Even if you haven’t started saving, or started off too late—you are not alone. There are numerous steps that you can use to make your retirement savings bolt upright.

So, no matter what your current situation is, consider the following steps to help boost your retirement plan contributions.

Start today

Like with most other things, the earlier you start, the better off you will be. Even if you are just beginning to take the route—contribute, save and invest as much as you can now and let compound interest do the job. When your assets generate rewards, these rewards are reinvested to bring their own earnings, creating a winning situation for you.

Contribute in a traditional 401(K) Plan

Your employer will typically offer the 401(K) Plan where you can contribute your pre tax salary. To understand this, let’s look into an example:

Your tax bracket is 15 percent and $100 per salary is your contribution amount. This money is taken out off your paycheck before taxes; therefore, the money that you take home will drop only by $85. This clearly means that you can save up more money without feeling a heavy burden on your monthly incomes.

As of 2016, workers can contribute up to $18000 in the 401(K) plan.

Accommodate with your employers match

Many employers will offer to affirm with the 401(k) plan and if you want to leverage the benefits, make sure you contribute as much as you can.

For example, your employer may offer to accommodate 50 percent of your contribution to up to 5 percent of your monthly income. In other words, if you earn $50,000 annually and contribute $2,500 towards your retirement plan, your employer will contribute in another $1,250—who doesn’t like some free money?
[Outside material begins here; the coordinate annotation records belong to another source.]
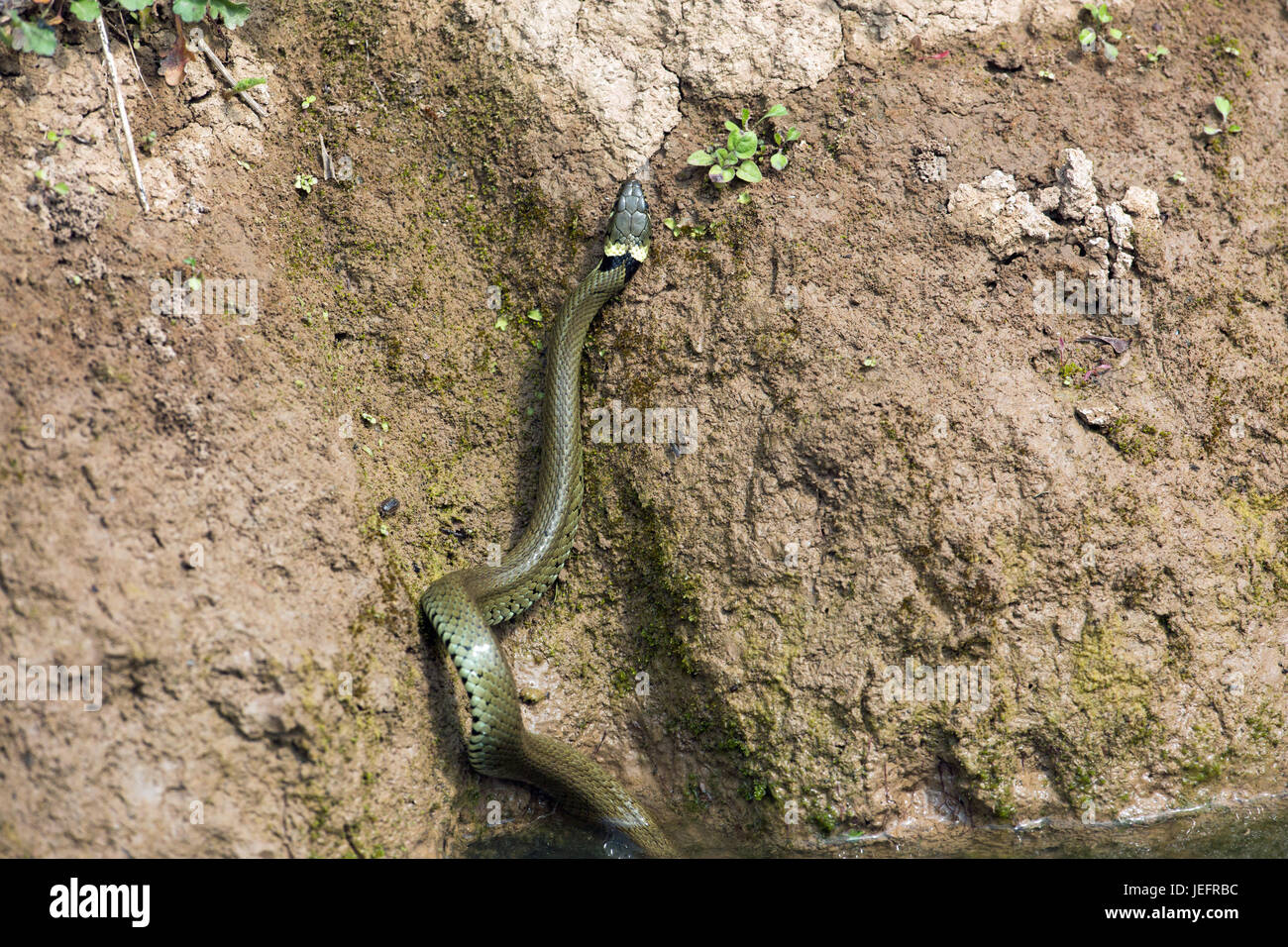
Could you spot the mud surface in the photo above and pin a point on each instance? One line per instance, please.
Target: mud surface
(900, 463)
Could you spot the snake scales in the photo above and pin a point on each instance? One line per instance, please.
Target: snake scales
(463, 605)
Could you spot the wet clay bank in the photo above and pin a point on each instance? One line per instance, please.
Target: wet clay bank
(905, 466)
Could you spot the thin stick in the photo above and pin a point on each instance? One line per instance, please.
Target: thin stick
(129, 46)
(196, 35)
(125, 118)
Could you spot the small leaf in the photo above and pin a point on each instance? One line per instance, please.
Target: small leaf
(178, 56)
(191, 11)
(232, 13)
(84, 11)
(244, 84)
(38, 38)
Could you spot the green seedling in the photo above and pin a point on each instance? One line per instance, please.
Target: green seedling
(1223, 107)
(743, 149)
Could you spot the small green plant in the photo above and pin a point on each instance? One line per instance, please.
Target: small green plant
(1223, 107)
(688, 228)
(1089, 39)
(37, 34)
(742, 151)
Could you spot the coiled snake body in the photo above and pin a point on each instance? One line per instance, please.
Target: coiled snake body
(463, 605)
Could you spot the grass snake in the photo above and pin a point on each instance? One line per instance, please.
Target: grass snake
(463, 605)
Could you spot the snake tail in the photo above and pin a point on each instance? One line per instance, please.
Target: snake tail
(463, 605)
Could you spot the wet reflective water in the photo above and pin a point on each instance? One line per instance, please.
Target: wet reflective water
(1250, 830)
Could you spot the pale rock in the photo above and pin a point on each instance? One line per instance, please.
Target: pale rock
(1141, 202)
(1077, 189)
(737, 48)
(871, 26)
(996, 213)
(1120, 226)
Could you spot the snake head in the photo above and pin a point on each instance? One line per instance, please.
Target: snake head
(630, 232)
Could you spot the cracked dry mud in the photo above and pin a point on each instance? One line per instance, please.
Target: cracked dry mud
(900, 459)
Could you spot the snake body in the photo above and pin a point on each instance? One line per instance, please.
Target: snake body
(463, 605)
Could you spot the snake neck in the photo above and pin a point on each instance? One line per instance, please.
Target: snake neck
(524, 573)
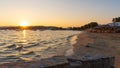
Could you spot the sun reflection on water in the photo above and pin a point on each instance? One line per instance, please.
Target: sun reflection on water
(24, 34)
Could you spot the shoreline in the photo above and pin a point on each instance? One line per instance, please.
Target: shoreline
(87, 44)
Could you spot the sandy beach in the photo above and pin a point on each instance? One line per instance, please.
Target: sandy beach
(87, 44)
(99, 43)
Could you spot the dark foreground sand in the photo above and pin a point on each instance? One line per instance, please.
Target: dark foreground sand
(87, 44)
(99, 43)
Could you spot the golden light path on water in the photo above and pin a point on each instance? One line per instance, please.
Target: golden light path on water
(24, 34)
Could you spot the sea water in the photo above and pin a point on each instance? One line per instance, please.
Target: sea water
(29, 45)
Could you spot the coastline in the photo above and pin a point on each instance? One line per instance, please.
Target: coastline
(98, 43)
(87, 44)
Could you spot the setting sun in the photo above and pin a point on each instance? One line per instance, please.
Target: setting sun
(24, 23)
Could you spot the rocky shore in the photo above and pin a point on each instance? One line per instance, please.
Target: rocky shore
(92, 50)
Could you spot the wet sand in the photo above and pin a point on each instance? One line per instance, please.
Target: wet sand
(88, 44)
(99, 43)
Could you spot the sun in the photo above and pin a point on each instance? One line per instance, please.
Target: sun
(24, 23)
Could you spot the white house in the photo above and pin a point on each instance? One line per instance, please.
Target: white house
(114, 24)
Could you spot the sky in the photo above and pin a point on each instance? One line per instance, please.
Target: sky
(63, 13)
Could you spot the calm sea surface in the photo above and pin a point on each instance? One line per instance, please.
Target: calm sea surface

Often times, employees are not able to make enough savings to take full advantage from the 401(K) plan. If that’s the case, then you should plan your savings so could make claims for similar funds from your employers.

Consider IRA

To help constitute your nest egg, consider authorizing an IRA (Individual Retirement Account). There are two options to go about it: Traditional IRA is a great way to supplement your retirement savings. Contribution to these may come in the form of after tax deductions, while earnings are tax free until withdrawals are made.

Roth IRA, on the other hand are subsidized with after tax contributions. Therefore when you turn 59.5 in age, all your withdrawals and earnings will be federal/state tax free (only if you have held the account for 5 years to the minimum).

To double your retirement contributions, you should recognize the need of saving money today. Understand how much you need or you will need in order to safeguard income after retirement. Also, you can couple up the aforementioned ways to guide you in the process.